Asaia Transmission From Rice Plants to WBPH and Subsequent Vertical Transmission
When the Asaia-free WBPH females were confined to the Asaia-infected rice sheaths, Asaia was successfully transmitted from the plants to the WBPH (Figures 2C,D; Supplementary Figure 1). The transmission was a feeding-time dependent process, with Asaia infection rates in the WBPH increasing almost linearly from 46.7% at feeding for 1 d to 100% at feeding for 7 d (Figure 2C). Asaia densities in the WBPH increased with the extension of feeding in an exponential manner (Figure 2D), being 12.6 times more at feeding for 7 d than at feeding for 1 d. FISH visualization showed heavy presence of Asaia in the rectum of the WBPH fed on Asaia-infected rice plants for 7 d (Figure 3C).
Vertical transmission of Asaia was measured in the WBPH that acquired Asaia from the Asaia-infected rice plants during a 7-d feeding period. The results showed that 40.0% of F1 female and 38.3% of F1 male WBPH adults were Asaia positive (Supplementary Figure 1). There was no significant sexual difference in the vertical transmission rate (t = 0.223, df = 4, P = 0.835).
Phylogenetic Analysis of Asaia in Relation With Transmission
The Asaia sequences of ITS and groEL gene were used in the phylogenetic analysis. These genetic analyses revealed an identical Asaia strain in the Asaia-infected donor WBPH, the Asaia-infected leaf sheaths, and the newly infected recipient WBPH (Figure 6). These results show that the Asaia symbionts remain consistent during the plant-mediated horizontal transmission.
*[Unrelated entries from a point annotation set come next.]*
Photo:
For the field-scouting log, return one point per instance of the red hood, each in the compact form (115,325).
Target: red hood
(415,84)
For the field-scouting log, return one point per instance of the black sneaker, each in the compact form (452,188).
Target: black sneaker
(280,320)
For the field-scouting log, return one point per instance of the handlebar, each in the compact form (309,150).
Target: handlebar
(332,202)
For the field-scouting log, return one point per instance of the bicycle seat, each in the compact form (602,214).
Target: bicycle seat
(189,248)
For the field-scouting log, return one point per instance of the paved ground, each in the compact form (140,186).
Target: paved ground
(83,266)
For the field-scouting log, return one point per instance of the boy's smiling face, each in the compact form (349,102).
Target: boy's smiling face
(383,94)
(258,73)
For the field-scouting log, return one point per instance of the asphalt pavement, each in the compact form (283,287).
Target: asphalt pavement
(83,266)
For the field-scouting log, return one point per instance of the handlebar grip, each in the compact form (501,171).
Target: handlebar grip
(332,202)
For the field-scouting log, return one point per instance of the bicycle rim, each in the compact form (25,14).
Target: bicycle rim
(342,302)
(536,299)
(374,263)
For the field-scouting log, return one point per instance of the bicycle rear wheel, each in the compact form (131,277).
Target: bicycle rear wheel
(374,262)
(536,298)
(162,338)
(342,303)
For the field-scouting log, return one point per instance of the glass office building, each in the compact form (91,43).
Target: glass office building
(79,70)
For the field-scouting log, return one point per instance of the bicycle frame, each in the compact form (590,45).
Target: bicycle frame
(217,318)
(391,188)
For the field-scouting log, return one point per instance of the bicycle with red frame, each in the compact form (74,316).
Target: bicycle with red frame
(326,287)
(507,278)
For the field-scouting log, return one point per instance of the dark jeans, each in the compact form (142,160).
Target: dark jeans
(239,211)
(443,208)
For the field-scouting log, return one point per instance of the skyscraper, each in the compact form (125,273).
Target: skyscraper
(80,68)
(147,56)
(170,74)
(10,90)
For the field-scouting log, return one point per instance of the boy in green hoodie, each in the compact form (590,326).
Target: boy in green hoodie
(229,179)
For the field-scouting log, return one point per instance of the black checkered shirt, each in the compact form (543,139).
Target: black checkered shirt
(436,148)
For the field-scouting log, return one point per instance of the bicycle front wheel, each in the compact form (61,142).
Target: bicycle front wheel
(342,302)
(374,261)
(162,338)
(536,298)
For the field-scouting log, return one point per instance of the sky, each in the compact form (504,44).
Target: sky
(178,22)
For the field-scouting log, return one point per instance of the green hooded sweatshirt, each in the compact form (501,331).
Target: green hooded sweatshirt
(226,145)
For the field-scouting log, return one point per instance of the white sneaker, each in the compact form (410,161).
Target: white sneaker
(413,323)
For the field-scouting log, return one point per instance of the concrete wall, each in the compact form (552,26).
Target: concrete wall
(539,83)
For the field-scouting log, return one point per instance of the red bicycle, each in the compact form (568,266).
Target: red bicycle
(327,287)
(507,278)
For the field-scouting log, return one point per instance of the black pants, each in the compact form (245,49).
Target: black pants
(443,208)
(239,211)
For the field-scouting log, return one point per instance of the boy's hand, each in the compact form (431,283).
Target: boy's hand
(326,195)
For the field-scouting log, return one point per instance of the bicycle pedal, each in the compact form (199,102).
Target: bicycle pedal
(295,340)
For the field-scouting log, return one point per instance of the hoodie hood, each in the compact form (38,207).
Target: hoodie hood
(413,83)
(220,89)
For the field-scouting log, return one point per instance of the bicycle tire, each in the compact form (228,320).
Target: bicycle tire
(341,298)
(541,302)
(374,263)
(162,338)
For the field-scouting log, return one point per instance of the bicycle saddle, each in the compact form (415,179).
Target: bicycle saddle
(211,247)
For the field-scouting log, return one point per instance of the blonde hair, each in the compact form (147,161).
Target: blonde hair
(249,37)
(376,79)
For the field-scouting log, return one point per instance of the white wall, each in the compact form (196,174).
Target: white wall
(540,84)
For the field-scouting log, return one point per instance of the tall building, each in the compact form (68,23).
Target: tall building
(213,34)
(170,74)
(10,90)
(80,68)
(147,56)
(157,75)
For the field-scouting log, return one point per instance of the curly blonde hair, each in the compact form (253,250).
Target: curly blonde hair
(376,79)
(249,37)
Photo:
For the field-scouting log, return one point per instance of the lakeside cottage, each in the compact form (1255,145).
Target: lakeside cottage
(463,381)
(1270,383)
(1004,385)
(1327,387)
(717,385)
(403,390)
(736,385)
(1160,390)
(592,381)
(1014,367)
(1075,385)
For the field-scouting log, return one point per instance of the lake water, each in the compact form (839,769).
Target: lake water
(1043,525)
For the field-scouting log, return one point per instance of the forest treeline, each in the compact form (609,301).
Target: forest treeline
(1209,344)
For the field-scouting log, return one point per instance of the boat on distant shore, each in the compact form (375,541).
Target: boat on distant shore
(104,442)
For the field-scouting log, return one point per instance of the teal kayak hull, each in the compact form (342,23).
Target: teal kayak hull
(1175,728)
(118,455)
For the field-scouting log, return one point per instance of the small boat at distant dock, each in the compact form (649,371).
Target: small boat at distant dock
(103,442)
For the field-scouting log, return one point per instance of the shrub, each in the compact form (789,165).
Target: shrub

Figure 6. ML phylogenetic analysis of Asaia strains detected in different hosts. (A) ML tree based on Asaia ITS sequences. (B) ML tree based on Asaia groEL gene sequences. Acetobacter malorum AuAm1 and Wolbachia of Laodelphax striatellus were used as outgroups. Accession numbers of the sequences retrieved from GenBank are shown in square brackets. Sequences obtained in this study are shown in bold. The percent bootstrap values are shown at the nodes.
Discussion
The horizontal transmission routes of symbionts have emerged as a focus of symbiont research over the past two decades (Moran and Dunbar, 2006; Jaenike et al., 2007; Caspi-Fluger et al., 2012; Ahmed et al., 2015; Li et al., 2017a,c, 2018; Pons et al., 2019a,b; Skaljac et al., 2019). Symbionts can be horizontally transmitted through such routes as parasitism, predation, mating, and feeding (Gonella et al., 2015). Previous studies have revealed that Asaia can be horizontally transmitted through co-feeding artificial diet (Crotti et al., 2009; Gonella et al., 2012) and through mating (Damiani et al., 2008; Gonella et al., 2012). Our current study provides evidence for the first time that Asaia can be horizontally transmitted via plant.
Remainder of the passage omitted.